Husserl estava convencido de que o psicologismo levava ao ceticismo e ao relativismo, tornando a ciência impossível e devastando o legado intelectual da humanidade. Após Natorp, Frege e Bolzano (que, em sua opinião, não haviam refutado o adversário de forma suficientemente consistente), Husserl atacou o psicologismo. Ele tentou mostrar que a teoria era autocontraditória, que estava baseada na confusão entre o significado dos juízos e os atos de julgar, e que distorcia de maneira absurda o sentido que realmente atribuímos à lógica.
Para os seguidores do psicologismo, ele argumentava, as regras da lógica, longe de serem comandos obrigatórios, simplesmente declaravam fatos empíricos.

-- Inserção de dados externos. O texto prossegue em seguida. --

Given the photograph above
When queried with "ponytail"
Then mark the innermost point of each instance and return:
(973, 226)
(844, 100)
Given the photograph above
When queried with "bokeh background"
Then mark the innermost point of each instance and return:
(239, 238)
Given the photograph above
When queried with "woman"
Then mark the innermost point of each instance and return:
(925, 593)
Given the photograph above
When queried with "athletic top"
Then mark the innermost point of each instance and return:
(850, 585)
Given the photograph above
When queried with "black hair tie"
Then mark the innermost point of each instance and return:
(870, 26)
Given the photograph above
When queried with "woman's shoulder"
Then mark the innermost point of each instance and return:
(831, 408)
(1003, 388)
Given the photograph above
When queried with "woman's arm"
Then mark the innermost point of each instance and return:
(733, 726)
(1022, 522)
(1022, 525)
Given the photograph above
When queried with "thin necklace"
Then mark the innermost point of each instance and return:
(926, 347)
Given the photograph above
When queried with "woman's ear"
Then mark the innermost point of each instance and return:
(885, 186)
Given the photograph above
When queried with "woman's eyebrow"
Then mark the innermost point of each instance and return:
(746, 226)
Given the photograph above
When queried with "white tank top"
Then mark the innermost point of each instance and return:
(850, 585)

As consequências do pensamento, então, não são consequências lógicas do pensamento, mas relações causais entre fatos de nossa consciência. Dizer que a frase “todos os cães são mamíferos” implica a frase “alguns mamíferos são cães” não significa realmente que algo segue logicamente de outra coisa. Isso simplesmente exibe uma relação causal entre dois atos de aceitação relacionados a esses dois juízos. Algumas misteriosas leis naturais conectam esses dois atos em uma sucessão causal de eventos. Assim, as regras lógicas são relativas, se não aos indivíduos, ao menos à espécie humana. Nada, portanto, nos impede de supor que elas não têm validade universal e que poderiam perdê-la para outro organismo sensível; talvez até mesmo para nós, caso a evolução altere alguns mecanismos de nosso sistema nervoso. Talvez haja um mundo onde seres racionais pensem de acordo com o princípio “se p, então não-p”.

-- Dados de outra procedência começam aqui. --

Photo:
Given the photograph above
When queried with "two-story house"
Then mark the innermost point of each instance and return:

Por que essa ideia está errada? Muito, na visão de Husserl. Em sua crítica, encontramos argumentos tradicionais anti-céticos: as palavras “verdadeiro” e “falso” têm um significado bem definido em nossa linguagem; quem diz que um juízo pode ser verdadeiro para uma espécie e falso para outra não pode usar a palavra “verdadeiro” em seu sentido usual, enquanto simultaneamente atribui ao seu enunciado o valor de verdade no sentido usual. Não podemos manter os significados de “verdadeiro” e “falso” enquanto negamos o princípio da contradição. Dizer que alguns seres pensantes não seguem esse princípio significa ou que pensam erroneamente — o que também ocorre com os humanos, e que as pessoas, de fato, pensem ilogicamente, não é um argumento contra a validade da lógica — ou que vivem em um mundo onde “a verdade” não está sujeita ao princípio da contradição, o que prova, então, que a palavra “verdade” não pode ter lá o sentido que lhe damos.

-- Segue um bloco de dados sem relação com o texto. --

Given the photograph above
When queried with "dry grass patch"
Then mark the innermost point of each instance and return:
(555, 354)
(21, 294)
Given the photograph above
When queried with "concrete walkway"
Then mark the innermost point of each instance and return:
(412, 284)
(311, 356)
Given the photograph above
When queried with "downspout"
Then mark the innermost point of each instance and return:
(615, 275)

O próprio conceito de verdade torna impossível dizer “não há verdade”, pois isso significaria “é verdade que nada é verdadeiro”. No entanto, se a verdade tem suas fontes nas qualidades genéricas do homem, isso implica que nada é verdadeiro a menos que seja aceito como tal; e isso significa, precisamente, que não há verdade sem os humanos — que “é verdade que nada é verdadeiro”. Além disso, de acordo com o sentido corrente da palavra, devemos dizer que, seja o que for que aconteça, a declaração de que algo acontece é verdadeira; se não há verdade, então não há mundo sobre o qual a verdade possa ser proferida; ou somos forçados a admitir que a própria existência do mundo depende da constituição da espécie humana. Ainda assim, as pessoas que dizem isso apelam à existência de conexões entre nosso pensamento e os fatos biológicos da evolução humana, e aceitam essas conexões como verdadeiras, recaindo novamente em um hysteron proteron.